Yousef Makki stabbing: Boy cleared of murdering Anglo-Lebanese teenager
The 17-year-old Manchester Grammar School was stabbed in the heart with a flick knife
A boy has been cleared of murdering a 17-year-old, who was fatally stabbed with a flick knife.
Yousef Makki, who attended the fee-paying Manchester Grammar School, was killed in the upmarket village of Hale Barns, Cheshire in March.
Yousef, from a single parent Anglo-Lebanese family, was stabbed in the heart after getting into an argument with his friends over a botched attempt to rob a drug dealer, the jury heard.
A 17-year-old defendant, known as Boy A, was found not guilty of murder and not guilty of an alternative charge of manslaughter.
A second defendant, also 17, known as Boy B, was found not guilty of perverting the course of justice and not guilty of conspiracy to rob.
After the verdict, Yousef’s father could be heard shouting: "Where's the justice for my son?
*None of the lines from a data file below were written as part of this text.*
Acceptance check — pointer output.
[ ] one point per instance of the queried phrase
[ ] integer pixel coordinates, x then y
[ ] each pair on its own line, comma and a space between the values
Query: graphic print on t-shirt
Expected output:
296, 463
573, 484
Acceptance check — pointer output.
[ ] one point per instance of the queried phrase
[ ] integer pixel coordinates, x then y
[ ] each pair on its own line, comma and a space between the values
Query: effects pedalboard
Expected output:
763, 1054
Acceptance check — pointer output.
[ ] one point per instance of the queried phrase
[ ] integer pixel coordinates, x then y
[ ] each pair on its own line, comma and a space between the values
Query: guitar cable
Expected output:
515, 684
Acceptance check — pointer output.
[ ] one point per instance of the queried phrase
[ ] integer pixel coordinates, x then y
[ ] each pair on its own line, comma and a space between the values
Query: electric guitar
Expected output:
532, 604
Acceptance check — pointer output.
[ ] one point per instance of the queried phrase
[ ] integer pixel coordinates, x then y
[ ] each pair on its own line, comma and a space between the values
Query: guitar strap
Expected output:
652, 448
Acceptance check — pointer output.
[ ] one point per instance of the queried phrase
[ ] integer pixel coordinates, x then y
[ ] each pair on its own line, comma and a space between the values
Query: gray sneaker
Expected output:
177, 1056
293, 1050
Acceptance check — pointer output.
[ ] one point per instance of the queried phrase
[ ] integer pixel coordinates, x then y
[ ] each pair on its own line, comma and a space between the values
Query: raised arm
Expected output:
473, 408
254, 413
Where's the justice?"
Yousef was from a single-parent Anglo-Lebanese family and had won a scholarship to the £12,000-a-year school.
The court was told that despite the middle-class backgrounds of the defendants, both led “double lives” from their families and background.
Yousef and the defendants would smoke cannabis and refer to each other as “bro” and “fam”.
The three boys had posted videos to social media of them posing with knives and making threats.
Yousef was stabbed hours after the three boys tried to rob a dealer of £45 worth of cannabis, the court heard.
The robbery went wrong and Boy A was beaten up, while Yousef and Boy B fled.
Boy A and Yousef argued and both pulled knives out on each other.
The court heard that Boy A accidentally stabbed Yousef when he pulled his knife out.
The incident was an “accident waiting to happen”, the jury was told.